In response to these tensions and as part of a package to further boost the US’s position, Biden’s landmark Chips and Science Act was announced in August 2022. This seeks to provide incentives for manufacturing and research to strengthen the US economy, national security, supply chain resilience and technology leadership. The act includes $39bn in subsidies, a 25% tax credit to promote manufacturing onshore and an additional $13bn of investment in chip research.
The US Semiconductor Industry Association (SIA) reports that the act is already seeing success including 15 new fabs and the expansion of 9 across 12 states .The posterchild of this success is TSMC’s new Arizona fab announced in December 2022 which will produce 3nm chips, the most advanced in the US.
Likewise, the European Chip Act, first announced in February 2022, seeks to establish the EU as a leader in the semi-conductor market by doubling its market share to 20% of the global market by 2030, in addition to securing an EU supply chain.

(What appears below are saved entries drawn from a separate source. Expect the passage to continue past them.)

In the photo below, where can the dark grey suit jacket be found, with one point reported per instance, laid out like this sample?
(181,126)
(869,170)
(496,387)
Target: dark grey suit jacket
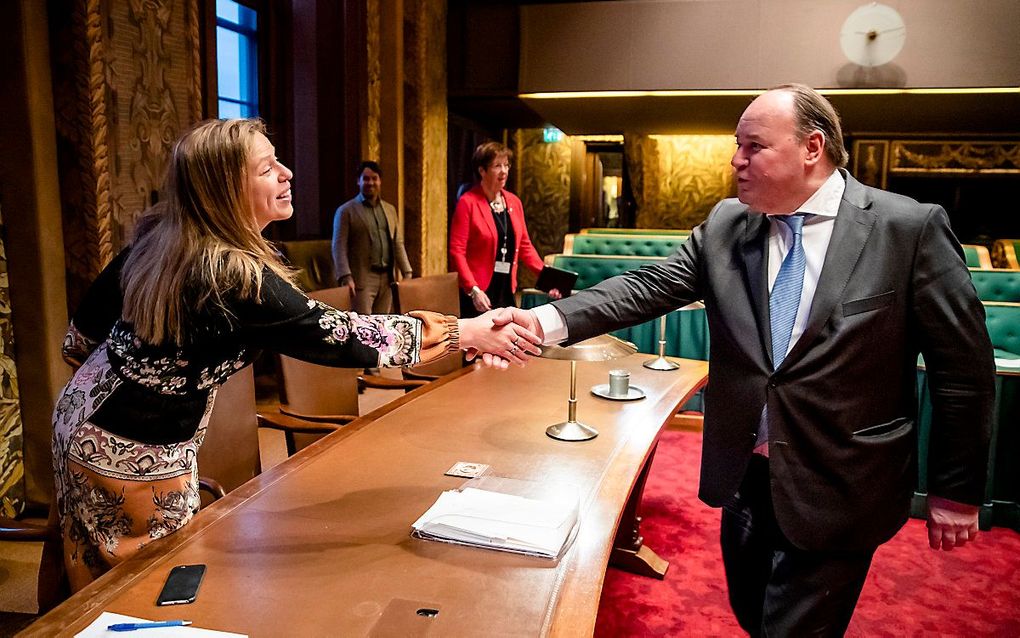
(843,404)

The act seeks to mobilise more than €43 billion funding through three main pillars:
- R&D and innovation;
- State aid exemptions covering semiconductor manufacturer; and
- Steps to monitor and intervene the security of the supply chain as necessary.
The UK’s lagging position
The UK lags behind in both availability and manufacturing of advanced chips for generative AI applications. A review into the UK’s computing capabilities published this year highlights that researchers have insufficient public access to top spec Nvidia GPUs to enable meaningful advancements to AI research with less than 1,000 available. This pushes large-scale generative AI projects into the private sector in addition to requiring collaboration with global counter parts.
The UK has approximately 25 fabs including research and academic facilities. Most of the industrial capacity meets the need of less advanced chips, but the UK, like most countries, does not have any large volume advanced semi-conductor fabrication. The capital costs and lead time for such facilities are significant and not feasible for most nations.
The onshoring of the full supply chain should not be the end goal. Rather, through the National Semi-conductor strategy the UK Government has instead sought to double down on the UK’s strength in design, R&D and in compound semi-conductors. With a committed £200 million investment over the next 3 years and possibility of a £1 billion investment over the next decade to:
- improve access to infrastructure;
- power more research and development; and
- facilitate greater international cooperation.
This focus on IP and R&D plays to the UK’s strengths, which has a long history of excellent university-based research and successful spin out companies. UK developed ARM architecture underlays many advanced chips, including the important H100.
Through the National Semiconductor strategy, the Government is recognising the importance of securing the UK supply chain. However, such policy measures are minute compared to the global stage and the UK needs significant additional commitment to keep pace.
With the increasing demand a proactive awareness of the supply chain will be critical for many in the UK’s middle market. These business leaders should be mindful of the complexity of this fragile supply chain as well as the the wider geopolitical and capacity tensions.
The impact of challenges in the system may range from frustration in procuring replacement IT assets to significant production delays caused by unavailability of key components. Some companies can seek to take advantage of incentives and government policy to enhance inward investment and secure their own supply chain. Others may need to take a proactive approach in having a full understanding of their own supply chain and making contingency plans in the case of disruption.